Mike Rowe reacts to John Kerry solar panel comments: ‘Energy can’t be the enemy’
Television host Mike Rowe reacted on Monday to White House climate envoy John Kerry’s statement about oil workers needing to learn how to build solar panels, stating that his comments don’t make “a ton of sense” while acknowledging the need for some workers and industries to “pivot.”
During an appearance on “America’s Newsroom,” Rowe joked that Kerry’s public relations chief should start looking for another job, but he clarified that Kerry’s comments were “not entirely wrong.”
Rowe said despite job losses in the oil and gas industry, in part due to Biden’s recent executive orders, opportunities remain for people with special skills.
“If you have a skill that’s in demand, and you’re willing to go to where the work is, the opportunities are still out there,” he said.

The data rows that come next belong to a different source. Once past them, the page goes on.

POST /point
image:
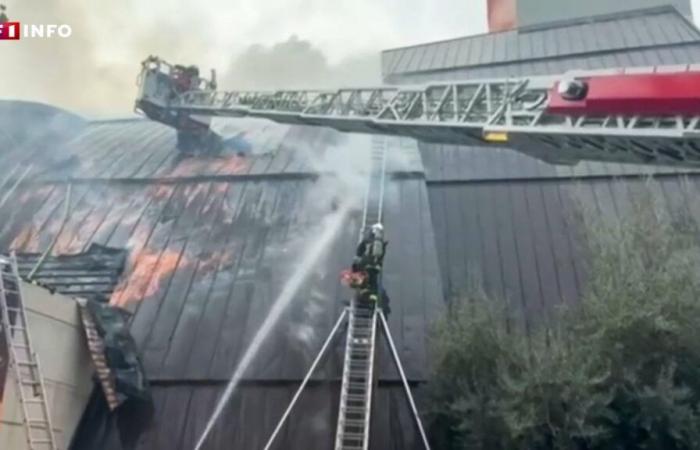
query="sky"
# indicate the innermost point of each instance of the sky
(251, 43)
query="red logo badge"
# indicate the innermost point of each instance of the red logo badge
(9, 31)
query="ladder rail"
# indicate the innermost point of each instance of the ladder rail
(521, 113)
(370, 381)
(32, 364)
(404, 380)
(358, 336)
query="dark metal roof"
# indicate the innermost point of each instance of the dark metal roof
(210, 242)
(456, 164)
(642, 38)
(521, 239)
(91, 274)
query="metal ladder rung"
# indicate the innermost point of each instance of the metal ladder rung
(23, 360)
(26, 363)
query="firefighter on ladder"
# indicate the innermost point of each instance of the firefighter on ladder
(365, 274)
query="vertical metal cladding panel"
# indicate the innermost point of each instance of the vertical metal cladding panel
(502, 15)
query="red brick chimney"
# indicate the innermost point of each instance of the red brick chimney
(502, 15)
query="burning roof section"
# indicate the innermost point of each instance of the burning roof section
(210, 242)
(657, 36)
(92, 274)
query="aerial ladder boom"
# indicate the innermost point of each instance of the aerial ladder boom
(636, 115)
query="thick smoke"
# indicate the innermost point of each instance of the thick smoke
(297, 63)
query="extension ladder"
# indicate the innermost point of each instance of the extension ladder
(358, 378)
(24, 361)
(374, 196)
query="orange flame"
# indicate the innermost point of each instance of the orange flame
(149, 272)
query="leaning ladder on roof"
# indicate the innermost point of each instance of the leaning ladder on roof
(354, 412)
(24, 361)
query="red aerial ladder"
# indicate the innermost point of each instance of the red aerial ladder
(641, 115)
(635, 115)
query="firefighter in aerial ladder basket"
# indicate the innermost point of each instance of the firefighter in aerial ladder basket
(365, 274)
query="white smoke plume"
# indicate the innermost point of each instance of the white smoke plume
(93, 72)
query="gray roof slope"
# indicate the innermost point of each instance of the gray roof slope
(137, 150)
(253, 408)
(211, 241)
(521, 239)
(578, 39)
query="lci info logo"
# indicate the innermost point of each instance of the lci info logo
(12, 31)
(9, 31)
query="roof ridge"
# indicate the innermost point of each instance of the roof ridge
(629, 14)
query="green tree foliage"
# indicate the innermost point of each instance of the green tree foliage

KERRY SAYS COAL WORKERS FED ‘FALSE NARRATIVE’ THAT CLIMATE POLICIES ARE KILLING THEIR JOBS
Rowe explained that a need for skilled labor will reach levels “like we’ve never seen before” after the pandemic, clarifying that although the government’s is having issues with fossil fuels, “the country isn’t”. He also spoke to the plastic and petroleum products in high demand that are typically overlooked, including the parts used to create computers and other electronics.
“Energy can’t be the enemy,” he said. “It doesn’t make a ton of sense to tell them to go out and make solar panels.”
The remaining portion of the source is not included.